Having a customer-centric culture that puts the customer first and focuses on their experience is related to success in modern business. Customers are demanding a customer-centric approach and expect more from companies and are quick to switch to competitors when unhappy with a brand experience.According to a study of 125 companies, 90% of companies that are good at collecting data on CX and EX and using those insights in the right way showed better profits and revenue growth than competitors.
The execution of a customer-centric culture is not always easy. Some companies incorporate some customer-centric ideas but do not make them key components of the company culture. What are the barriers standing in your way and what are the 4 steps that will support transforming your company culture into a customer-centric one?
Common barriers include a current culture that may block changes, a limited view of CX, the lack of leadership or initiative, and temporary changes without a long-term focus.
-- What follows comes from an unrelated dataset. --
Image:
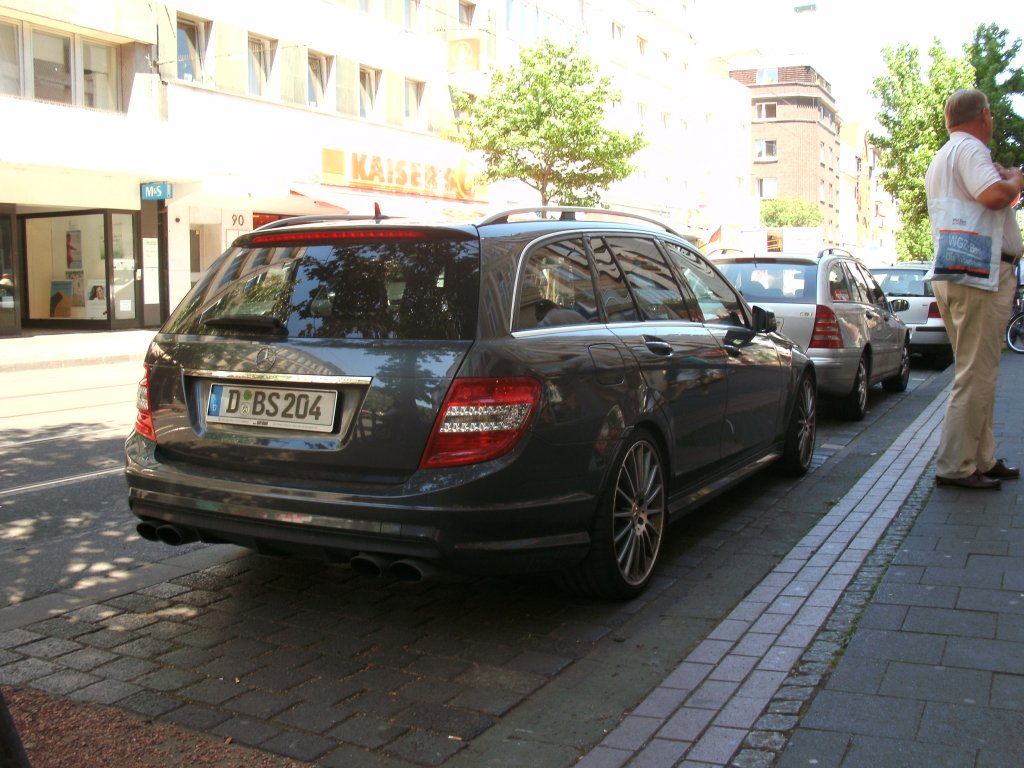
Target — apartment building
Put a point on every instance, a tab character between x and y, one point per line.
140	137
796	134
To develop a company culture that is focused on customers first and foremost yet also acknowledges employees and leadership we recommend a 4-step approach. Your culture should include both top-down and bottom-up approaches at the same time. When changing your company culture, it is essential to emphasize the right changes and take stages to ensure they create long-term, lasting change.
This is about defining the current culture and coming to a consensus on an ideal culture that focuses on customers. What do leaders think a best-case company culture looks like? The idea is to come up with a united vision of the culture you seek for your company. It will be useful to create definitions as well as traits to associate with the desired company culture. Tools to get a sense of the current culture could include surveys, focus groups, or other types of inquiries. The data collection phase will help identify which current traits of the company are working and which are not helping towards the creation of a culture that is in line with the customer’s best interests.
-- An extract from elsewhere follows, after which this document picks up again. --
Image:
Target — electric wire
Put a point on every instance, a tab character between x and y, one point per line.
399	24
How does your ideal culture line up with the real culture? You may see differences between what leaders say they want to see and what employees report they experience on the ground. You can also determine employee engagement, organizational performance, and other metrics as they apply.
Leadership buy-in is essential for changing company culture. This stage includes leaders in creating an action plan. The goal is to adopt a procedure for changing culture and developing traits and behaviors to fit it. How do you communicate your ideal culture? What are your performance metrics for employees to meet your focus on the desired company culture? What barriers are preventing employees from carrying out expected behaviors? Leaders can place some top-down enablers that support and reinforce the right behaviors like operating model, people insights, people process technology, and rewarding excellence.
It is important to manage expectations. Cultural change requires time and consistency before it becomes commonly accepted and adapted and can take 3 to 5 years to truly take hold. To ensure consistent progress leaders can track performance metrics and create a system of accountability. Besides culture metrics, key performance indicators, and employee engagement, other helpful tactics are customer and employee listening. These methods of monitoring show progress and provide consistent feedback for adjusting the course as needed. Are employees supported through the right technology, adequate staffing, and other necessary resources? Through a ROX system, we can look at operational data as well as experience to see the entire customer journey.
Using a customer-centric approach to business help companies attract customers and keep them as loyal supporters of the brand. It is important to see the customer journey in a holistic way and look at all aspects of the company, from leadership to employee experience to how all aspects of the system align together.